I can confirm that over a gram of codeine is much stronger than what people are saying the ceiling dose is, as I took over 3,000mg, 3g, in a period of 5-10 minutes. being, I barely survived, but am currently doing research just trying to figure out what the LD50 of it is, and getting caught up in reading all the input.
 
Also, I'd like to add that I'm looking for some input from people who personally have used benzos (FOR GAD OR RELATED DISAGNOSIS). I was on clonazepam for about 4 months, but my doctor took me far from serious. And what I was prescribed was barely enough to get me to leave my house, unless it was the middle of the night, even for food. I also suffer from shizoaffective disorder, and looking for what the recommended benzo to try would by? I've learned Kolonopin, valium, or diazepam, from personal experience. But, being younger, I don't want to sound like a full blown pharmacologist to my doctor, and red flag her into thinking I'm med seeking for fun, and not for actual help with coping with my mental health. Thank you.

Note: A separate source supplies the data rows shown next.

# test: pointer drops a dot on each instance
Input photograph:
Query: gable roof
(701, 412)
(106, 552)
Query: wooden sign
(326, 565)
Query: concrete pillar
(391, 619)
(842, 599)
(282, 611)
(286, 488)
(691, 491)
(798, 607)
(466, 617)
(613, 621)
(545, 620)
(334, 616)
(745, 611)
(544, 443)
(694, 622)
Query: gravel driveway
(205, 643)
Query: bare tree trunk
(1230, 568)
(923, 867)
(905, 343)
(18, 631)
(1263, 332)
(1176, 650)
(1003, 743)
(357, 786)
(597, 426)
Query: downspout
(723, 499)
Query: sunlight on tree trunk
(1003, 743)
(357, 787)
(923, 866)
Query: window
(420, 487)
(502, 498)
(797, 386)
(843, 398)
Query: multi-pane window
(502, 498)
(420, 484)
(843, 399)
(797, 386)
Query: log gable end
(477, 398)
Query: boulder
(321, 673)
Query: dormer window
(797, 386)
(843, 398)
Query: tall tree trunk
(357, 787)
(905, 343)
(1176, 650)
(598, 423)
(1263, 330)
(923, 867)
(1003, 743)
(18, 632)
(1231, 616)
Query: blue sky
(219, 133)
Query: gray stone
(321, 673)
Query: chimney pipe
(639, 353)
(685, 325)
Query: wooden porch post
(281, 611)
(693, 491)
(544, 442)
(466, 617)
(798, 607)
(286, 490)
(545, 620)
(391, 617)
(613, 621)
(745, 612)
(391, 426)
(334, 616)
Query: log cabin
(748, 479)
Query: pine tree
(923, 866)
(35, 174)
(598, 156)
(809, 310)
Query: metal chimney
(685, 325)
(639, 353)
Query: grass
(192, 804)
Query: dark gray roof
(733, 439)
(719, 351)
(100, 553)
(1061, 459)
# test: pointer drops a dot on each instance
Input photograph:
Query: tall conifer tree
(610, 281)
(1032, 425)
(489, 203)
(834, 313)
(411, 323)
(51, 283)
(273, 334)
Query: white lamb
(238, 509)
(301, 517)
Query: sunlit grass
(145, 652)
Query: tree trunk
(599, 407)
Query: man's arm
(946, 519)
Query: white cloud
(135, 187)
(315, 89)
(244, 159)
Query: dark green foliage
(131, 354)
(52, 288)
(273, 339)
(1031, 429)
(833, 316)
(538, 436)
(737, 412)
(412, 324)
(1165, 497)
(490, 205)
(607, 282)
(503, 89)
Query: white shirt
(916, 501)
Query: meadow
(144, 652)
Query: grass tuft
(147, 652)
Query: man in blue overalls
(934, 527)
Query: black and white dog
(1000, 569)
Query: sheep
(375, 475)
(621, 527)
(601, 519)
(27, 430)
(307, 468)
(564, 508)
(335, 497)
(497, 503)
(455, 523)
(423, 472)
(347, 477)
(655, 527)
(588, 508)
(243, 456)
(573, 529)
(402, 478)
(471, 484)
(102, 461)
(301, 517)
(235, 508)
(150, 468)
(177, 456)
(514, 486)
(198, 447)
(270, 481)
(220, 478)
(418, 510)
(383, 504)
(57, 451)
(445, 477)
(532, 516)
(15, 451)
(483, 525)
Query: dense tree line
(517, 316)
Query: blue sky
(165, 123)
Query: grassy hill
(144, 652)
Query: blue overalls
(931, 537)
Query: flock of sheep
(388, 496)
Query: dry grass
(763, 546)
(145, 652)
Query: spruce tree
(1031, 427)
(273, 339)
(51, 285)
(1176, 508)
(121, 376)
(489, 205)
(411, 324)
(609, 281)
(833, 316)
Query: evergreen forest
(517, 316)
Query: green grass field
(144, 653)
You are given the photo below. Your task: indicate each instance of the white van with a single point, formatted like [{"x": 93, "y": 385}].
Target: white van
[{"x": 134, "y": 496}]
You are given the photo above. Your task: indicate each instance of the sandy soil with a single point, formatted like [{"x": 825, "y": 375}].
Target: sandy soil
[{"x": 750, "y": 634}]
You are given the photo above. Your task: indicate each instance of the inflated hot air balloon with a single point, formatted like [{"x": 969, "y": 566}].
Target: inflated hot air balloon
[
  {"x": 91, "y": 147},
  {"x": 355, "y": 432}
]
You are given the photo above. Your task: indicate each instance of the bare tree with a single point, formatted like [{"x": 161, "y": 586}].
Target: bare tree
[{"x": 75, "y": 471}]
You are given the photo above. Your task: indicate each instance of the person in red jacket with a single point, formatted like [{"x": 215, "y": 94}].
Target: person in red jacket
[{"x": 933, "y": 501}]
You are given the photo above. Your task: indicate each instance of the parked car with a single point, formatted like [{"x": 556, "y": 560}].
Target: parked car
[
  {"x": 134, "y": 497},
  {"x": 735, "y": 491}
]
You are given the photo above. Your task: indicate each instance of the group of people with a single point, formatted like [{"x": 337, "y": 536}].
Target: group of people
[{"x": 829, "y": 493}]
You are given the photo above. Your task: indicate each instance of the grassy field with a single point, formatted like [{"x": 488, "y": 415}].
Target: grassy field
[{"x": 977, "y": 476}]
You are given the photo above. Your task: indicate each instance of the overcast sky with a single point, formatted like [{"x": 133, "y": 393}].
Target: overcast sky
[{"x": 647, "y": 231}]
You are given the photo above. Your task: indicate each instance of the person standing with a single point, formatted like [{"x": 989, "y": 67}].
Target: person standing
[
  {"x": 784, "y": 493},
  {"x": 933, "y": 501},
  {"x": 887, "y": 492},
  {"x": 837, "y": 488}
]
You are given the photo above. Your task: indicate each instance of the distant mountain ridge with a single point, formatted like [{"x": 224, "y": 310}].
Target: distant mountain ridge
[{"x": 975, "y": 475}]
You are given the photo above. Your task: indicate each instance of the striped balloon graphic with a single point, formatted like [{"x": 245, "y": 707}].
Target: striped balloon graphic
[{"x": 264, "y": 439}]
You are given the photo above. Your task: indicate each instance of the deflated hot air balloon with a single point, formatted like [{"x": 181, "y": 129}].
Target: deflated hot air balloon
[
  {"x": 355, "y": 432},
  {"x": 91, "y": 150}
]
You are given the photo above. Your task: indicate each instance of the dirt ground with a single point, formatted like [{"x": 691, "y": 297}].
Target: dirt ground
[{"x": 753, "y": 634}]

EDIT - also, I would like to add that my doctor also took me off the clonazepam for a miniscule amount of THC in my system, and no benzos in my urine, even though I took one the day of my test. This was a red flag to me that she far from understood what someone with my diagnosis can suffer from. Let alone the fact that she herself said "it looks as if you've been given about every diagnosis in the book". But, to her, it was a flag I was selling them, instead of taking them, which I have never given away a single in my life... Why give/sell something I need?